Não posso deixar de sentir que o lugar está sendo desfeito, mesmo quando viemos a testemunhá-lo, talvez precisamente porque viemos.
Eu tinha pegado carona em Kangding (Lucheng) com dois recém-casados tibetanos, uma música de amor tocando no som do carro. Quando chegamos ao platô, a mudança era tangível, assim como as indicações oficiais o negavam, a posse expressa em mandarim enquanto o tibetano era apagado ou relegado a uma nota de rodapé. De fato, como o jovem proprietário de uma pousada Amdo na cidade havia apontado, os Han étnicos estão sendo sistematicamente transferidos para cá, numa tentativa de fazer a população corresponder à ficção dos mapas.
O povo de Lhagang, no entanto, ainda é predominantemente Kham - alto e orgulhoso, famoso por sua habilidade com cavalos e por seus homens bonitos. Nas pastagens, passamos por um jovem piloto com sua jaqueta com cinto pendurada em um ombro, chapéu de cowboy em ângulo, cabelos compridos entrançados, maçãs do rosto altas, dentes brilhantes e brincos de jade piscando, enquanto na cidade duas adolescentes com bochechas vermelhas se apresentavam. prostrações de corpo inteiro ao redor do templo, longos aventais de couro cobrindo jeans, mãos e joelhos envoltos em panos. A mulher que nos serviu chá de manteiga de iaque naquela tarde em um grande frasco plástico ainda usava roupas tradicionais sob uma imitação da jaqueta North Face, e o lama, para quem os transeuntes baixavam a cabeça em reverência, tinha um ar do passado distante ele, apesar dos tênis Puma sob suas longas vestes vermelhas. Existe uma história, então, que persiste, e por mais que isso pareça romantismo, a atração das pessoas e sua paisagem é forte.
De volta à rocha, eu me pergunto o que estou fazendo aqui. Testemunhar algo sob ameaça de apagamento, talvez, ou apenas consumir minha própria ficção, o que não é mais verdadeiro do que qualquer outro.
O pôr do sol vem e vai. Tiro algumas fotos, me sentindo vagamente como um traidor.

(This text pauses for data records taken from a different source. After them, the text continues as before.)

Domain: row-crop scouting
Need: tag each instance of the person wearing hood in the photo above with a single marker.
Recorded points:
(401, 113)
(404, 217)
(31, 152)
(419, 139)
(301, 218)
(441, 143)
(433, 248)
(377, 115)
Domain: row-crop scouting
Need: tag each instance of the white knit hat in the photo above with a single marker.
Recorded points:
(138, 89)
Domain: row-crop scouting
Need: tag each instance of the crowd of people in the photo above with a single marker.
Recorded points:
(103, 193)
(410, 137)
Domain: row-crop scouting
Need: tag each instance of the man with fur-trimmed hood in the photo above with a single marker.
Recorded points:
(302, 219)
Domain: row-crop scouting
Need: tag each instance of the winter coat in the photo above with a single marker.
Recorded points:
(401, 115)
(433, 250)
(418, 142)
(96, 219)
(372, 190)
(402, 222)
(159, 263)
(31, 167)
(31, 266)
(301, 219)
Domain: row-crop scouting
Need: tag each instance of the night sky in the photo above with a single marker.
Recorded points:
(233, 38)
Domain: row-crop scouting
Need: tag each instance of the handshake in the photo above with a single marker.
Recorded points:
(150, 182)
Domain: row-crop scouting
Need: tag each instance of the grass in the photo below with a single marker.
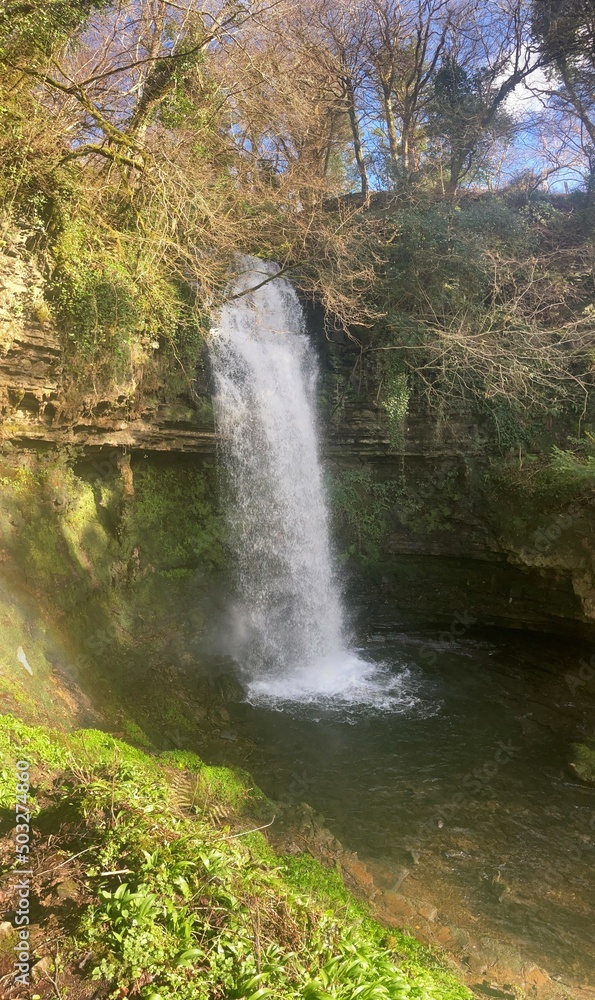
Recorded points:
(141, 890)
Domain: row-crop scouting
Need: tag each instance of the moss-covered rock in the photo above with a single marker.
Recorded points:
(583, 762)
(163, 900)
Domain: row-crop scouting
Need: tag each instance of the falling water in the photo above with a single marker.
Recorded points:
(287, 631)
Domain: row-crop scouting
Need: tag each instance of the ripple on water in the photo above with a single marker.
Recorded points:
(344, 685)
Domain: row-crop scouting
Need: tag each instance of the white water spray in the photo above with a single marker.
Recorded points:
(288, 633)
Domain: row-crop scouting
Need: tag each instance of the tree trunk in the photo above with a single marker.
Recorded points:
(391, 127)
(357, 144)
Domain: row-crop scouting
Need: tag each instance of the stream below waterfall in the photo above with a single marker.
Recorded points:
(441, 759)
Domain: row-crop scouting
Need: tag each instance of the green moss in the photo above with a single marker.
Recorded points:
(175, 907)
(231, 787)
(174, 520)
(360, 506)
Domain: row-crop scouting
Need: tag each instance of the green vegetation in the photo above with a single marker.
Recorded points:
(175, 521)
(360, 504)
(170, 904)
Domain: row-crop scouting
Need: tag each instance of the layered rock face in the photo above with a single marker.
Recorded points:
(453, 542)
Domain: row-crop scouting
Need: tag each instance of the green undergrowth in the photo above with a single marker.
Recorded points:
(157, 894)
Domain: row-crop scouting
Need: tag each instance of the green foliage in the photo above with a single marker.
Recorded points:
(38, 26)
(572, 469)
(175, 521)
(360, 504)
(396, 395)
(114, 311)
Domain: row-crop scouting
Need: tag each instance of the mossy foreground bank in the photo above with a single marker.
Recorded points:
(150, 879)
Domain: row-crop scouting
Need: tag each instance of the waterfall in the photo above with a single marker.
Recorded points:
(287, 631)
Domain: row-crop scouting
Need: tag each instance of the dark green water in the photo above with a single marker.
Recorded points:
(466, 792)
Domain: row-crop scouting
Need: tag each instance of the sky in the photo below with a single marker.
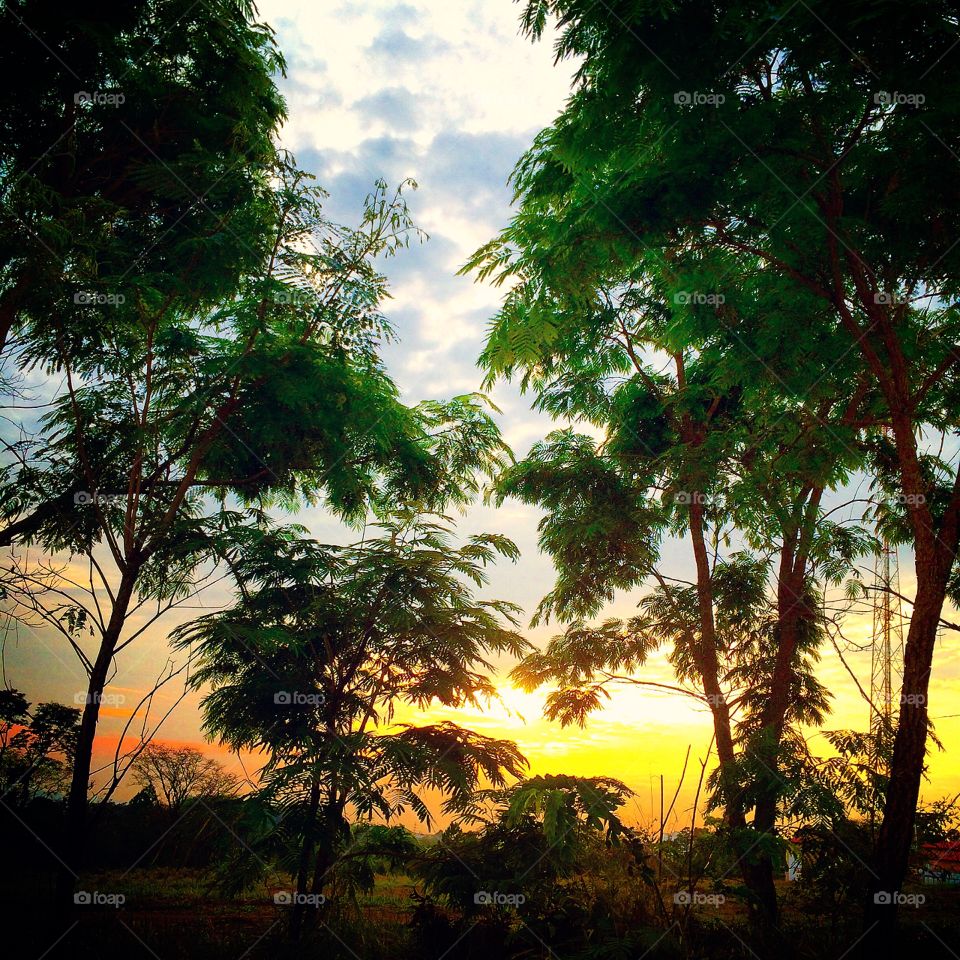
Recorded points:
(448, 93)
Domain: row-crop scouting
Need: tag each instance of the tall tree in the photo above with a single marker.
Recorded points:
(322, 647)
(699, 440)
(815, 145)
(138, 169)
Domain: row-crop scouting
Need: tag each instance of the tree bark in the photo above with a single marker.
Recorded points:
(75, 843)
(306, 855)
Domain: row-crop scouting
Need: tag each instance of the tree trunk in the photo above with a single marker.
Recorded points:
(75, 843)
(892, 852)
(756, 876)
(935, 552)
(303, 868)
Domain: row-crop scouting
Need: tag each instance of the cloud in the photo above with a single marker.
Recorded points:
(393, 106)
(394, 43)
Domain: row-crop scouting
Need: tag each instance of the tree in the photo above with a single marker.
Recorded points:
(699, 441)
(321, 647)
(36, 749)
(177, 774)
(802, 150)
(139, 168)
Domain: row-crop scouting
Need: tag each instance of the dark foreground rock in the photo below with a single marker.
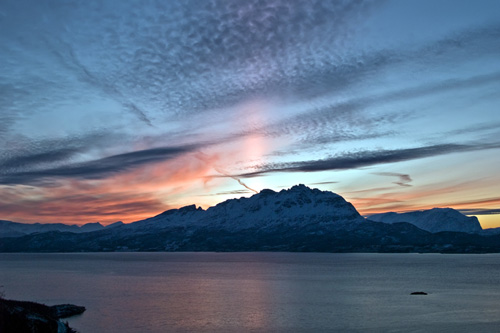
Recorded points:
(28, 317)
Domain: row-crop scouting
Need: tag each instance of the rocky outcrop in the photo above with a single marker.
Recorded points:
(30, 317)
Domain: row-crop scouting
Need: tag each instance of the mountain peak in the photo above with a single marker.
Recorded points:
(433, 220)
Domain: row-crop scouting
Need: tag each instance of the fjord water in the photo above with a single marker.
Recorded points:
(263, 292)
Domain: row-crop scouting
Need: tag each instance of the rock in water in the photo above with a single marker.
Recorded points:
(66, 310)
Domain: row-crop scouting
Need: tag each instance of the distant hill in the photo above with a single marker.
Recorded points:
(16, 229)
(297, 219)
(433, 220)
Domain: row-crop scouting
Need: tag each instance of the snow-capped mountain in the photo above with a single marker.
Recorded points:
(296, 206)
(297, 219)
(433, 220)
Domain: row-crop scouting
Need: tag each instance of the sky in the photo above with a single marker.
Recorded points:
(120, 110)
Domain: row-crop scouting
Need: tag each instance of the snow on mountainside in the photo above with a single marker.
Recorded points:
(16, 229)
(433, 220)
(295, 206)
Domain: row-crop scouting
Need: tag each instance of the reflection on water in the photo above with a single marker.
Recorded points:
(262, 292)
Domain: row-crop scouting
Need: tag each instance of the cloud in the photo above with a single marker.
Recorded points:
(99, 168)
(355, 160)
(404, 179)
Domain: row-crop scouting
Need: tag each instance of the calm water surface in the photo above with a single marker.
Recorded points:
(263, 292)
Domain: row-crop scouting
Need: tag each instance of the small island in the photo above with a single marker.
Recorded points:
(22, 316)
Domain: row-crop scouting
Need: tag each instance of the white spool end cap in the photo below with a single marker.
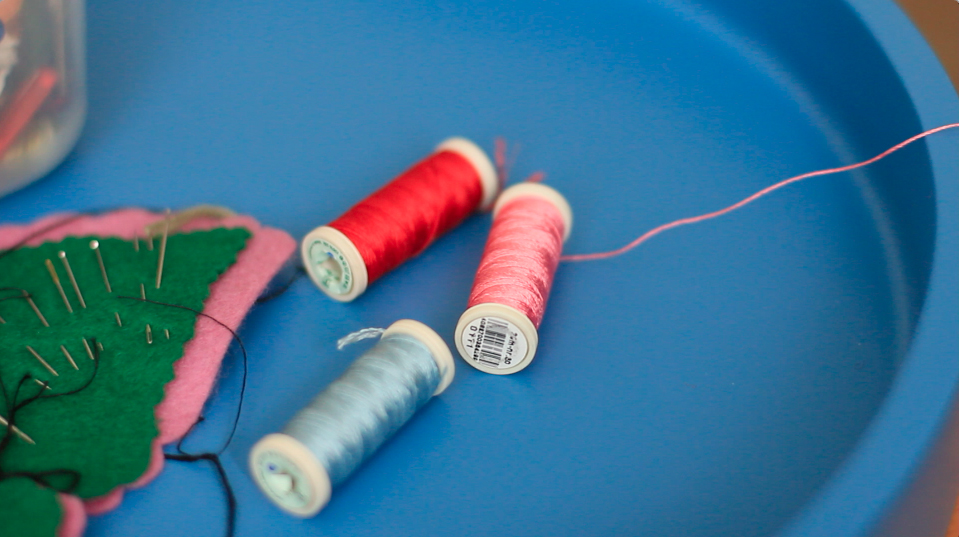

Os fotógrafos partem, em busca da próxima atração, e amanhã Chen seguirá para o sul enquanto eu continuo mais ao norte. Uma repentina sensação de melancolia. Com a tinta fresca do departamento de turismo, os habitantes locais se transformam em guias turísticos a cada novo ônibus - tudo isso é verdade em todo o mundo. O que aprofunda a tristeza aqui é essa perda mais profunda - um "Tibete" domesticado embelezado para turistas enquanto sua identidade real é incansavelmente censurada e suprimida.
Enquanto passo adiante, passando como aqueles homens de meia-idade com suas câmeras ou Chen em suas botas empoeiradas, não consigo deixar de sentir que o lugar está sendo desfeito, mesmo quando viemos a testemunhá-lo, talvez precisamente porque chegamos.
Talvez a identidade só sobreviva no platô, então, ou nesses inesperados encontros em pequena escala - canecas compartilhadas de chá e momos em um café nas ruas, muito tempo depois que o sol se pôs.